Universal main magnetic focus ion source: A new tool for laboratory research of astrophysics and Tokamak microplasma

TL;DR

This paper introduces a new room-temperature ion source capable of producing atomic ions across a wide energy range, useful for laboratory astrophysics and Tokamak microplasma research, with significantly improved efficiency over existing sources.

Contribution

The development of a versatile main magnetic focus ion source that operates at room temperature and surpasses existing EBITs in efficiency for laboratory astrophysics applications.

Findings

Achieved electron beam current density of ~20 kA/cm² at 10 keV.

Demonstrated electron density of ~10^{14} cm^{-3} at 60 keV.
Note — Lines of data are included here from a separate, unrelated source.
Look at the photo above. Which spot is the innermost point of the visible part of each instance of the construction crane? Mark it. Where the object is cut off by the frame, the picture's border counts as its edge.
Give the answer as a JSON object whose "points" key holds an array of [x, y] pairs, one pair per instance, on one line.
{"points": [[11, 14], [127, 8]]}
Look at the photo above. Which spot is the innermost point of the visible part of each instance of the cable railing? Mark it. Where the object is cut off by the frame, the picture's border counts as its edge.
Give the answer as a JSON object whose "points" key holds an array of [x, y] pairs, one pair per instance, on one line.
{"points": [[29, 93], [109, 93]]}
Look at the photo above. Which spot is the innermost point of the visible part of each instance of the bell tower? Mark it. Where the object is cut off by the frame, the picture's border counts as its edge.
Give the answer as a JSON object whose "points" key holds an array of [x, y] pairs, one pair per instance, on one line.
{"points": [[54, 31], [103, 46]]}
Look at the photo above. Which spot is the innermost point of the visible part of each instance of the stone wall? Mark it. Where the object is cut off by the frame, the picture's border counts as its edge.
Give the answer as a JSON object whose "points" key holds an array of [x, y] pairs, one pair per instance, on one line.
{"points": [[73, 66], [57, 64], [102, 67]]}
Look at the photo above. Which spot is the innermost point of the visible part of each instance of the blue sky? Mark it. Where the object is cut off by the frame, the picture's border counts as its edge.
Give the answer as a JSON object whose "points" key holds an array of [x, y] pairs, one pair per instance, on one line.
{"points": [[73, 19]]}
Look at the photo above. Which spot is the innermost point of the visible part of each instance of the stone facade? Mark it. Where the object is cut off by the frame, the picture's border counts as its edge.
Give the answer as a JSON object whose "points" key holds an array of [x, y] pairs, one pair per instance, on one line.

Significantly higher efficiency compared to existing EBITs.

Abstract

A novel room-temperature ion source for the production of atomic ions in electron beam within wide ranges of electron energy and current density is developed. The device can operate both as conventional Electron Beam Ion Source/Trap (EBIS/T) and novel Main Magnetic Focus Ion Source. The ion source is suitable for generation of the low-, medium- and high-density microplasma in steady state, which can be employed for investigation of a wide range of physical problems in ordinary university laboratory, in particular, for microplasma simulations relevant to astrophysics and ITER reactor. For the electron beam characterized by the incident energy $E_e = 10$ keV, the current density $j_e \sim 20$ kA/cm$^2$ and the number density $n_e \sim 2 \times 10^{13}$ cm$^{-3}$ were achieved experimentally. For $E_e \sim 60$ keV, the value of electron number density $n_e \sim 10^{14}$ cm$^{-3}$ is feasible. The efficiency of the novel ion source for laboratory astrophysics significantly exceeds that of other existing warm and superconducting EBITs. A problem of the K-shell electron ionization of heavy and superheavy elements is also discussed.